Comissão do Código Civil discute Direito das Coisas e Direito Empresarial
A comissão temporária que analisa o projeto de atualização do Código Civil (PL 4/2025) debateu nesta quinta-feira (5) o Direito das Coisas e o Direito Empresarial. Especialistas discutiram questões como posse, propriedade, desapropriação e responsabilização de empresas.

Transcrição
Especialistas em direito empresarial, como o professor da Fundação Getúlio Vargas, Paulo Doron de Araujo, disseram que a litigiosidade já é alta no Brasil e que o texto aumentará a insegurança jurídica por conta de novas formas de responsabilização das empresas e desapropriações e possível enfraquecimento das garantias. Paulo acredita que a inclusão da ordem pública entre as hipóteses de ineficácia ou até de invalidade da alienação fiduciária vai aumentar o spread bancário e o custo do crédito.
O impacto que a LCA Consultoria identificou para este item específico varia, num cenário otimista, em R$ 54 bilhões e, num cenário pessimista, R$ 160 bilhões. Um único parágrafo único de um único artigo do código, porque ele coloca em risco, na opinião da LCA Consultoria, com a qual eu concordo, o sistema de garantias fiduciárias no Brasil.

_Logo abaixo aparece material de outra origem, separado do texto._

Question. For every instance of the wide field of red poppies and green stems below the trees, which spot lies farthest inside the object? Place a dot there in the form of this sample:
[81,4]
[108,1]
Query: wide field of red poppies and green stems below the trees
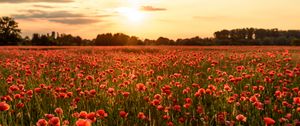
[151,86]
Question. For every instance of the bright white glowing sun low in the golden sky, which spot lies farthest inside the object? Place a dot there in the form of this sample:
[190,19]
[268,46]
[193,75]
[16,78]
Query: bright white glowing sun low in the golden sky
[132,14]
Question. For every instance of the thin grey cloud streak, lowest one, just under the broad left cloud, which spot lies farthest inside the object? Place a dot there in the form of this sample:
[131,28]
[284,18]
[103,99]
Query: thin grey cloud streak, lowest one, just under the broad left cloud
[75,21]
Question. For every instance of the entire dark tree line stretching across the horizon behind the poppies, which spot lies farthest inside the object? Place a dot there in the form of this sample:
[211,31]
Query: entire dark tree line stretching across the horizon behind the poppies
[10,34]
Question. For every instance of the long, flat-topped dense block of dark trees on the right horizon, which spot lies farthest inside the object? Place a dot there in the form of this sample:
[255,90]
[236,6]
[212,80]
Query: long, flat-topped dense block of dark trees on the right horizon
[254,36]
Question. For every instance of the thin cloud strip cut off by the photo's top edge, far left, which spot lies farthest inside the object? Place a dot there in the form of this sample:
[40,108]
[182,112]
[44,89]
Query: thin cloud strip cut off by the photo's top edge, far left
[33,1]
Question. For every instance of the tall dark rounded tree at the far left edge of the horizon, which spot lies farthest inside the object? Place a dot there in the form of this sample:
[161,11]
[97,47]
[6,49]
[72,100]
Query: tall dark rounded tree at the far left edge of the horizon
[9,32]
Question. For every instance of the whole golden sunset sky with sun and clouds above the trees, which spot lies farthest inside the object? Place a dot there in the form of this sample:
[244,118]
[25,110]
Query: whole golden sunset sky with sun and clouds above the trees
[150,18]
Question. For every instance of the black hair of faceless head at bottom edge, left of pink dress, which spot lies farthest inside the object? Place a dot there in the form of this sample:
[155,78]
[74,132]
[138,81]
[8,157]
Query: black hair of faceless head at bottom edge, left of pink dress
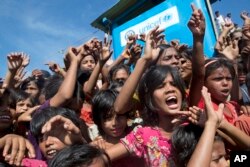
[79,156]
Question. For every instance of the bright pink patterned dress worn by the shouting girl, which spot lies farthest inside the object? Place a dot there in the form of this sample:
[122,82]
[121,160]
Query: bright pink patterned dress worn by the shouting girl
[148,143]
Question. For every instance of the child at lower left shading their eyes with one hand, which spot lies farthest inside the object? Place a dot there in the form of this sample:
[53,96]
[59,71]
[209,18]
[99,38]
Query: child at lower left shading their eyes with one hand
[55,128]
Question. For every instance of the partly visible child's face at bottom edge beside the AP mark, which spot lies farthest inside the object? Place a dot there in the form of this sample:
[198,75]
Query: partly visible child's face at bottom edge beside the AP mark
[218,155]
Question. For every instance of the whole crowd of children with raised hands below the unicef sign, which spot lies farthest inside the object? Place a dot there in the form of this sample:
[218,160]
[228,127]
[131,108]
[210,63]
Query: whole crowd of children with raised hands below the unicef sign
[176,108]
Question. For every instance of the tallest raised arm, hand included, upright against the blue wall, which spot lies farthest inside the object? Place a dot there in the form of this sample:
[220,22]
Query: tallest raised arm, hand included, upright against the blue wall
[196,25]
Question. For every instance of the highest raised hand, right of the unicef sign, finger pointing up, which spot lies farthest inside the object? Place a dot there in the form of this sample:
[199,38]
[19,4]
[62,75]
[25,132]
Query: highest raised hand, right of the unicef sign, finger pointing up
[196,23]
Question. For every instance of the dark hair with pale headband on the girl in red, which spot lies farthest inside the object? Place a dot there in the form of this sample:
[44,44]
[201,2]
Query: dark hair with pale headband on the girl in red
[215,63]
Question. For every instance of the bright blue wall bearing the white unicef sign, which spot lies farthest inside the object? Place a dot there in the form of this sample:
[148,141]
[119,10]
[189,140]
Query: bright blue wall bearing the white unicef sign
[172,15]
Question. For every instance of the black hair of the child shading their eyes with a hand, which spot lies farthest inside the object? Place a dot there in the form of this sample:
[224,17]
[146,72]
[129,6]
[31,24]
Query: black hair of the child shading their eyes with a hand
[41,117]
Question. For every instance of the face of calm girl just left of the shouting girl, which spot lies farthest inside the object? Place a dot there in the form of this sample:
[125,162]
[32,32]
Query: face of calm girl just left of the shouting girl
[115,126]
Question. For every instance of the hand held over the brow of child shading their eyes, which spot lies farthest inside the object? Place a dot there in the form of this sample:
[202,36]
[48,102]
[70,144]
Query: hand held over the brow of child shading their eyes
[66,129]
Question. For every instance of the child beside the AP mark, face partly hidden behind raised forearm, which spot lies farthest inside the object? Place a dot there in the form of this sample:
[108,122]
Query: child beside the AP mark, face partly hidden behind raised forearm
[194,146]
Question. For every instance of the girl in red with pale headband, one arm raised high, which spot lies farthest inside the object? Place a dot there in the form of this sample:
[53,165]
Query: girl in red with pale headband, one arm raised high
[216,74]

Já a professora de Direito Comercial da USP, Paula Andrea Forgioni, afirmou que muitas críticas feitas ao anteprojeto são exageradas.
De qualquer maneira acreditamos que é melhor estar aqui e não perder essa oportunidade de modernização do direito empresarial que o Congresso está nos dando.
A senadora Tereza Cristina, do Progressistas de Mato Grosso do Sul, também falou da importância de continuar debatendo o anteprojeto preparado por uma comissão de juristas de reforma do Código Civil.
O trabalho da comissão de juristas nos entregou um norte. Agora cabe a nós, o parlamento, o refinamento necessário para entregar ao Brasil um código civil à altura dos desafios do século 21.
A Comissão Temporária para Atualização do Código Civil deve concluir os trabalhos até o final de junho. Da Rádio Senado, Bruno Lourenço.